War Heroine Returns To Castle
TRACKING enemy aircraft on the primitive, flickering radar screens in the early days of the Second World War was all in a day's work for Avis Parsons.
But pinpointing the room where she stayed in Arundel Castle, while working on the secret installation at nearby Poling more than 60 years ago, was an altogether more difficult mission.
Returning to the castle last week for only the second time since the war, Avis enlisted the help of a small army of guides and behind-the-scenes staff in her search for the bedroom which was her home.
And after much head-scratching and wandering along corridors and up staircases hidden from the public gaze, staff led the way to the small room where they believe Avis, now 86, was billeted, in a large, round tower with a view over the old town.
But then, Avis deserved the efforts taken to retrace her footsteps. As a radar operator at Poling, she was awarded the Military Medal for staying at her post while the base came under attack from German bombers. Only five other women were Second World War recipients of the medal.
Earlier in her visit, Arundel mayor Bill Beere, who is among the team of castle guides, took Avis on a tour, showing her places she had not known during her wartime stay.
"I only knew the part where we were billeted. The rest of the castle I never saw. When we came here in November, 1939, the Duke was in France, but he came back when France fell.
"We didn't see a lot of his family I just saw one of his daughters, who was only a baby, and I remember the Duchess at a dance on New Year's Eve in the Barons' Hall.
"We came back from our shifts at Poling and went straight up the stairs to our rooms in a large, round tower. Sometimes when we arrived after a late night shift, the porter would be waiting with a jug of hot soup for us.
"We were very well looked after, with butter, milk and pheasants off the Duke's estate. The room was very comfortable and we even had our own butler at the beginning."
Even in wartime Britain, life had its lighter moments. Avis recalls taking part in a concert party at a Littlehampton cinema, performing The Quarter-master's Store, playing darts at the old Bridge Hotel in Arundel and watching films at the Arun Cinema in Arundel.
"I was more nervous about going on the stage for the concert party at Littlehampton than I was about working at Poling."
That was all to change, however, one fine, summer's day in August, 1940, when, to her horror, Avis picked up the first signs of a 100-plus bomber raid heading across the English Channel to the Sussex coast. The wave of German aircraft split into three, for raids on Gosport, Ford and Poling.
The radar station was one of a chain along the south coast and was hit by 90 bombs. In spite of the pummelling the base took, Avis continued to monitor the German bombers until an officer wrenched open the buckled, blast-proof door and told her the site was being evacuated.

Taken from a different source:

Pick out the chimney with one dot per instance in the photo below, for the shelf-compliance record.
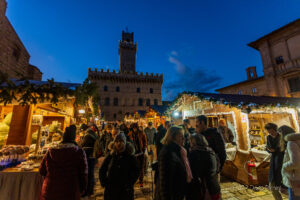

"I never thought for one moment I was being brave. As far as I was concerned, I was doing the job I was trained to do. If I had run away when I was needed most, that would have gone against my training.
"We walked back to Arundel Parish Church and I have never fallen on my knees and prayed so hard, thanking God we were still alive and praying that our country would survive."
Avis' service in the WRAF led to her moving, six years ago, to the RAF Benevolent Fund's Princess Marina House at Rustington. Peter and Ann Blake, two of the home's staff, wrote to the castle asking if Avis could go back again, and accompanied her on her visit.
Three years ago, I took Avis on her first visit since the war, but we were unable to find her old lodgings, so mayor Bill Beere was all the more pleased by the apparent success this time.
"It's been delightful trying to solve the mystery of where she stayed. We are not absolutely sure we have got it right, but we think we have."
Deputy head guide Susanne Holloway was also pleased. "She has been a pleasure to meet. Her story is part of the living history of the castle."